Hypothesis testing with statistics

The sample mean, median, mode and variance that we have defined are all statistics.

A statistic is a single number calculated by applying a statistical algorithm/function to the values of the items in the sample (the data). We will discuss other statistics later on, but they all share the property that they are single numbers that are calculated from data.

Statistics are drawn from a distribution determined by the population distribution (note that the distribution of a statistic is not necessarily the same as that of the population which the data used to calculate the statistic is drawn from!).

A statistic can be used to test a hypothesis about the data, often by comparing it with the expected distribution of the statistic, given some assumptions about the population. When used in this way, it is called a test statistic.

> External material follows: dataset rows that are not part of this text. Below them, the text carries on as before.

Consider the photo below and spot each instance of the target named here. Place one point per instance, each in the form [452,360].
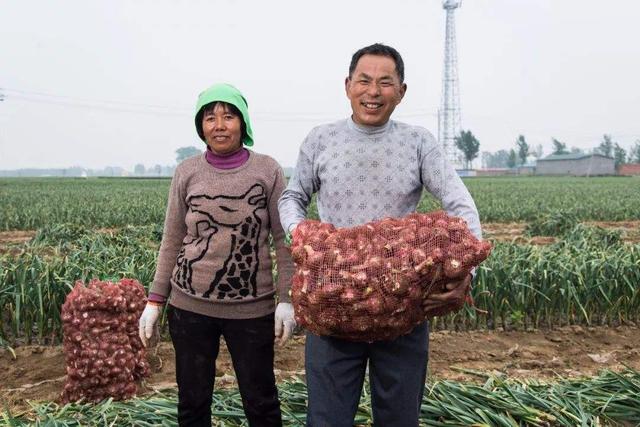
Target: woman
[214,265]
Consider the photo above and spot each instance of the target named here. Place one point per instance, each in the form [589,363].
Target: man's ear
[403,90]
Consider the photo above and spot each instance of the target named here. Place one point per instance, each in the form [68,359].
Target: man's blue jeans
[335,371]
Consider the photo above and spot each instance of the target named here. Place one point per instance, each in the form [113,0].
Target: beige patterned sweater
[215,255]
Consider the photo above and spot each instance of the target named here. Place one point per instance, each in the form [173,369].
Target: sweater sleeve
[442,181]
[296,197]
[174,232]
[283,257]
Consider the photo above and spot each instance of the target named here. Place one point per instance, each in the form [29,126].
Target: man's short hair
[380,50]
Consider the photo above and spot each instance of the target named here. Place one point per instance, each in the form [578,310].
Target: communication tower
[449,113]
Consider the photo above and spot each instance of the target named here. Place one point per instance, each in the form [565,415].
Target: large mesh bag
[103,352]
[367,283]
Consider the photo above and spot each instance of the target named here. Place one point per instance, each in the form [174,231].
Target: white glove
[285,322]
[147,321]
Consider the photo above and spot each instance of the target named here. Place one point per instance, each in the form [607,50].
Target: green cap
[229,94]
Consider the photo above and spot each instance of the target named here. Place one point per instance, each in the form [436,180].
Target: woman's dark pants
[196,340]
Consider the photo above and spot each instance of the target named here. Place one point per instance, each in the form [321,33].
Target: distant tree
[559,147]
[469,145]
[495,160]
[606,146]
[523,149]
[537,151]
[634,152]
[619,155]
[183,153]
[513,159]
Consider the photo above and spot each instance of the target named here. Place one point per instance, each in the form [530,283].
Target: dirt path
[38,372]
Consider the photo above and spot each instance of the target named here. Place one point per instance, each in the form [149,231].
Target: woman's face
[222,130]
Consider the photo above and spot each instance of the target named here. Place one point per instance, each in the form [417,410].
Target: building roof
[573,156]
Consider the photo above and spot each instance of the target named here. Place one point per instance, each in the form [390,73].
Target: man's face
[374,90]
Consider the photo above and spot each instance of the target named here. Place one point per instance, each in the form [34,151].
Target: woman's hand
[148,320]
[285,322]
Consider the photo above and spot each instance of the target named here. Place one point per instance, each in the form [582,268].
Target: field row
[607,399]
[28,204]
[589,276]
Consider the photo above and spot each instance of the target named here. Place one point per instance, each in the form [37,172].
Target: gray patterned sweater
[361,174]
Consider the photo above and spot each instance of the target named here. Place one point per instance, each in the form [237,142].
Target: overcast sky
[113,83]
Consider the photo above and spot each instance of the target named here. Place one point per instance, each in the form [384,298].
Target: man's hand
[147,321]
[285,322]
[454,295]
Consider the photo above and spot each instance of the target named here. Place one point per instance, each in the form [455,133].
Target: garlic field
[558,297]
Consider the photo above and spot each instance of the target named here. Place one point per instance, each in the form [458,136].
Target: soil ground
[38,372]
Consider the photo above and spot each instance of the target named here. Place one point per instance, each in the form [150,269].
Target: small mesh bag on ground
[367,283]
[103,352]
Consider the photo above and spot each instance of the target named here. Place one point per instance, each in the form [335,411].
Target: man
[365,168]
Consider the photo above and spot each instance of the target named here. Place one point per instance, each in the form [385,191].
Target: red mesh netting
[103,352]
[367,283]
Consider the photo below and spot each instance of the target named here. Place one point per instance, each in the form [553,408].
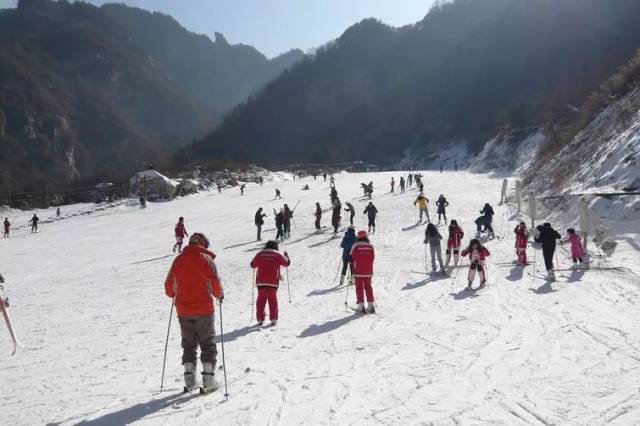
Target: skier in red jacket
[362,257]
[268,263]
[180,232]
[477,254]
[454,242]
[522,238]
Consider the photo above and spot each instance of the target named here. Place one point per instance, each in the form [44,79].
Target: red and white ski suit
[268,263]
[476,262]
[522,239]
[363,255]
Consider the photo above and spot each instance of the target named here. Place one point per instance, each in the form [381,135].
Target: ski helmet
[199,239]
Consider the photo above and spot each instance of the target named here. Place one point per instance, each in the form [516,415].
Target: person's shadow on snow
[516,274]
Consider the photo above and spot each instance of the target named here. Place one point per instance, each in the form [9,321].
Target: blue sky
[275,26]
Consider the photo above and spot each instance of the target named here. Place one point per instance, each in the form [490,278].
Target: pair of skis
[4,304]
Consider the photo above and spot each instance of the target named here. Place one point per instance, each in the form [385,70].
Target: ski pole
[166,343]
[224,363]
[288,285]
[253,290]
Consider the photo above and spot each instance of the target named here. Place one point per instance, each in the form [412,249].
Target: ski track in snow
[88,303]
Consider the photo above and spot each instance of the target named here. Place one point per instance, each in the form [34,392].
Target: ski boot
[189,376]
[209,383]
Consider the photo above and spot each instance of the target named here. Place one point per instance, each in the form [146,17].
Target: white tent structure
[153,185]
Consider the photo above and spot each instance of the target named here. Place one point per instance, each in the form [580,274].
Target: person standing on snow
[347,242]
[193,283]
[288,215]
[362,257]
[372,212]
[336,215]
[548,237]
[34,223]
[522,239]
[318,215]
[577,251]
[442,204]
[351,211]
[279,224]
[180,232]
[259,221]
[422,203]
[267,263]
[433,237]
[477,254]
[454,242]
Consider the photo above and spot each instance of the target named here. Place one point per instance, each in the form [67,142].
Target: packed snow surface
[87,301]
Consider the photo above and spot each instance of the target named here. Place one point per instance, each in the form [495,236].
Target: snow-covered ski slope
[88,303]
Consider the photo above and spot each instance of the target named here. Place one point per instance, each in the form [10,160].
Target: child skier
[193,282]
[477,254]
[351,211]
[268,262]
[347,242]
[577,251]
[454,242]
[422,203]
[433,237]
[363,255]
[372,212]
[180,232]
[442,204]
[522,239]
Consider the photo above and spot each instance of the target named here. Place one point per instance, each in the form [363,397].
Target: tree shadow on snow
[516,274]
[139,411]
[241,332]
[327,327]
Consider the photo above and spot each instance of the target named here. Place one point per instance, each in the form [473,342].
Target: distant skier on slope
[34,223]
[193,283]
[372,212]
[422,203]
[442,204]
[347,242]
[454,242]
[352,212]
[363,256]
[336,215]
[522,239]
[267,263]
[433,237]
[577,250]
[548,238]
[477,254]
[259,221]
[318,215]
[180,232]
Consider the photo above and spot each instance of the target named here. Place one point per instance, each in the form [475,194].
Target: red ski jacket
[522,236]
[362,255]
[268,263]
[180,231]
[455,238]
[479,255]
[193,281]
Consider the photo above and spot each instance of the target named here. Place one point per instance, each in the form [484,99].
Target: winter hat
[199,239]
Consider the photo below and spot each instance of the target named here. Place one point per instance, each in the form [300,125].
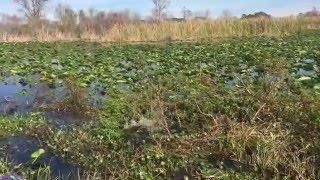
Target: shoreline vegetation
[166,31]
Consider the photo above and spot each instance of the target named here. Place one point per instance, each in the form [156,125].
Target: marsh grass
[193,30]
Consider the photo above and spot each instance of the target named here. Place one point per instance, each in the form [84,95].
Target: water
[20,149]
[17,97]
[21,97]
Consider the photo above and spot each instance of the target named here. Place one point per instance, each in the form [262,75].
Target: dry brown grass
[190,30]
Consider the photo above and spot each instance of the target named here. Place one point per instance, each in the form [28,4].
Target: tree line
[69,21]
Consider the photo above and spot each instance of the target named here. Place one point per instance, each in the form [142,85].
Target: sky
[277,8]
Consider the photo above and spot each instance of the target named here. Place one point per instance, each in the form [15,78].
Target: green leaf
[38,153]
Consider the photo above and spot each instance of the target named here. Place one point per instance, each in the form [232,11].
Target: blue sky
[237,7]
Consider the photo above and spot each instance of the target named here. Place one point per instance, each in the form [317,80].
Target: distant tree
[202,15]
[159,9]
[226,14]
[67,18]
[186,13]
[32,9]
[256,15]
[313,13]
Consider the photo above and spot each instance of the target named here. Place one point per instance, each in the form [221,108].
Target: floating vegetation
[235,109]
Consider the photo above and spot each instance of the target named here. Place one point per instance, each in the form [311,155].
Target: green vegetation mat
[235,109]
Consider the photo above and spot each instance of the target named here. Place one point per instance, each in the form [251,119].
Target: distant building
[313,13]
[176,19]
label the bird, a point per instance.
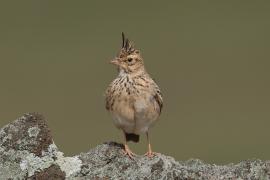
(133, 98)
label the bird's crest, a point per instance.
(127, 45)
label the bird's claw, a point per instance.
(128, 152)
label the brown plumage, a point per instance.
(133, 98)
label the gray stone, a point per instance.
(27, 151)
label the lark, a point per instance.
(133, 99)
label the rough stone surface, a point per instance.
(27, 151)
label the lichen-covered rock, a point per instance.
(27, 151)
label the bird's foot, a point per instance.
(128, 152)
(150, 154)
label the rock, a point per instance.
(27, 151)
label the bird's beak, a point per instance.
(114, 61)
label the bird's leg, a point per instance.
(127, 151)
(149, 153)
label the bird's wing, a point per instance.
(109, 100)
(158, 96)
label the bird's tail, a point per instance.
(132, 137)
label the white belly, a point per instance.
(135, 118)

So, let’s now reframe our earlier question about the data into a hypothesis that we can test:

• Is the deviation real or due to statistical error?

Since there is not one single measured value, but a distribution of measured values of the speed of light, it makes sense (in the absence of further information) to not prefer any particular measurement, but to calculate the sample mean of our measured values of the speed of light. Furthermore, we do not (yet) have any information that should lead us to prefer any of the 5 Michelson experiments, so we will weight them all equally and calculate the mean from the 100 measured values.

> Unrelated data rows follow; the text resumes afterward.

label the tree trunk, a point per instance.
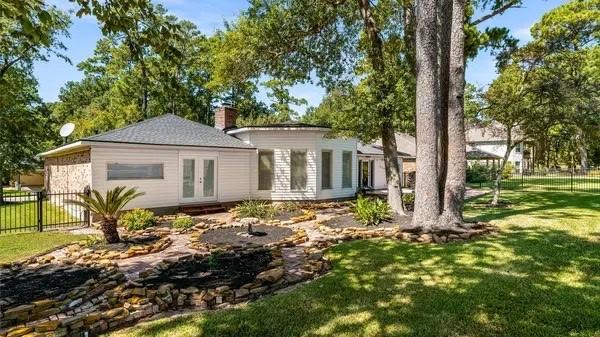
(582, 148)
(444, 24)
(427, 199)
(392, 169)
(454, 192)
(109, 228)
(383, 89)
(498, 179)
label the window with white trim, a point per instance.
(347, 169)
(118, 171)
(266, 170)
(298, 174)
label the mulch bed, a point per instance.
(230, 236)
(348, 221)
(232, 269)
(29, 284)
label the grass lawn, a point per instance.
(14, 247)
(24, 214)
(539, 277)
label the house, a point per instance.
(179, 162)
(487, 145)
(371, 167)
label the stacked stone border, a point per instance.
(357, 233)
(298, 236)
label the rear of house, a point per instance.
(178, 162)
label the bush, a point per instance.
(255, 209)
(478, 173)
(138, 219)
(371, 212)
(183, 222)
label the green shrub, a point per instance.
(183, 222)
(371, 212)
(478, 173)
(288, 206)
(138, 219)
(255, 209)
(408, 198)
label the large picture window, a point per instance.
(347, 169)
(326, 169)
(298, 169)
(117, 171)
(266, 171)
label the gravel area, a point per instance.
(231, 236)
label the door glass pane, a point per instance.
(208, 181)
(347, 169)
(298, 170)
(326, 170)
(189, 178)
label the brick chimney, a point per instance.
(225, 117)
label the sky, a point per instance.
(210, 15)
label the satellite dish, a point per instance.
(66, 130)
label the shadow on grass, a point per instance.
(540, 205)
(523, 282)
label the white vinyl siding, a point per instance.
(326, 169)
(266, 171)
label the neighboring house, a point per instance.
(491, 140)
(179, 162)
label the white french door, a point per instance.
(198, 178)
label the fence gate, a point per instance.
(39, 211)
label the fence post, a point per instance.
(572, 180)
(40, 210)
(86, 212)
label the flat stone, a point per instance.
(271, 275)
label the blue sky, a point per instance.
(210, 15)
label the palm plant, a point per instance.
(108, 208)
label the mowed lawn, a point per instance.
(539, 277)
(14, 247)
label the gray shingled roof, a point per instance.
(170, 129)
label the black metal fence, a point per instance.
(548, 180)
(39, 211)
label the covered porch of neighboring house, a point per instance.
(488, 159)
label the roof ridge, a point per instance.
(132, 125)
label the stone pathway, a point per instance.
(132, 266)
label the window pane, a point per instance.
(189, 178)
(326, 170)
(265, 170)
(208, 181)
(298, 170)
(347, 169)
(134, 171)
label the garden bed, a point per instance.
(235, 236)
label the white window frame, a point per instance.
(272, 153)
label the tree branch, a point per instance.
(496, 11)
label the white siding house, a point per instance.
(177, 162)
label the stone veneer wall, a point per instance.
(68, 173)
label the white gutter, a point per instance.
(68, 147)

Our resulting sample mean is 299852.4 km/s. This compares with the known value (in air) of 299703 km/s, so there is a difference of \(\simeq 149\) km/s.

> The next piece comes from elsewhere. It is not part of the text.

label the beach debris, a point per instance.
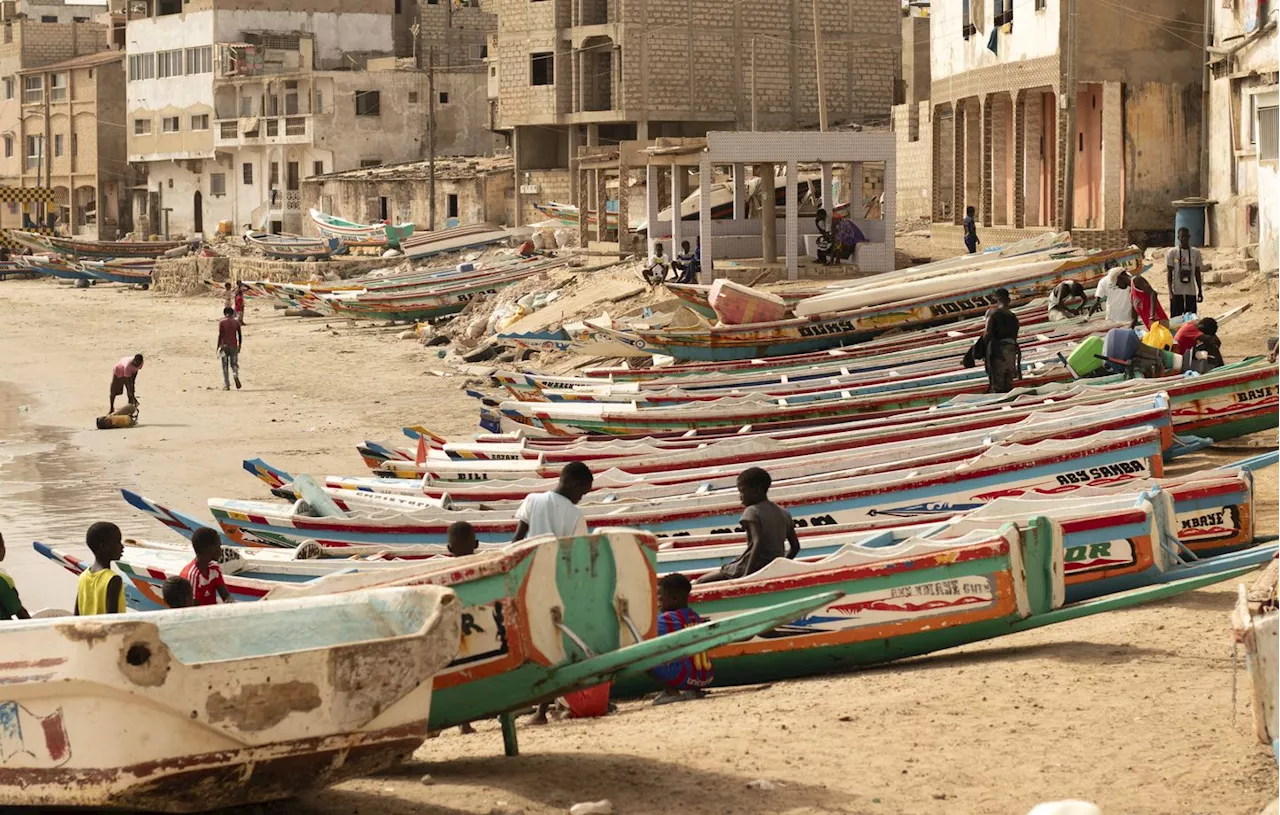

The standard deviation of the data is 79 km/s, so the sample mean is less than 2 standard deviations from the known value, which doesn’t sound like a lot (some data points are further than this difference from the mean). However, we would expect that the random variation on the mean should be smaller than the variation of individual measurements, since averaging the individual measurements should smooth out their variations.

To assess whether or not the difference is compatible with statistical errors or not, we need to work out what the ‘typical’ random variation of the mean should be. But we first need to deepen our understanding about probability distributions and random variables.

Why not use the median?

You might reasonably ask why we don’t use the median as our test statistic here. The simple answer is that the mean is a more useful test statistic with some very important properties. Most importantly it follows the central limit theorem, which we will learn about later on.

The median is useful in other situations, e.g. when defining a central value of data where the distribution is highly skewed or contains outliers which you don’t want to remove.

Key Points

• Univariate data can be plotted using histograms, e.g. with matplotlib.pyplot.hist. Histograms can also be calculated (without plotting) using numpy.hist.

• Pre-binned data can be plotted using matplotlib.pyplot.hist using weights matching the binned frequencies/densities and bin centres used as dummy values to be binned.

• Statistical errors are due to random measurement errors or randomness of the population being sampled, while systematic errors are non-random and linked to faults in the experiment or limitations/biases in sample collection.

• Precise measurements have low relative statistical error, while accurate measurements have low relative systematic error.

• Data distributions can be quantified using sample statistics such as the mean and median and variance or standard-deviation (quantifying the width of the distribution), e.g. with numpy functions mean, median, var and std. Remember to check the degrees of freedom assumed for the variance and standard deviation functions!

• Quantities calculated from data such as such as mean, median and variance are statistics. Hypotheses about the data can be tested by comparing a suitable test statistic with its expected distribution, given the hypothesis and appropriate assumptions.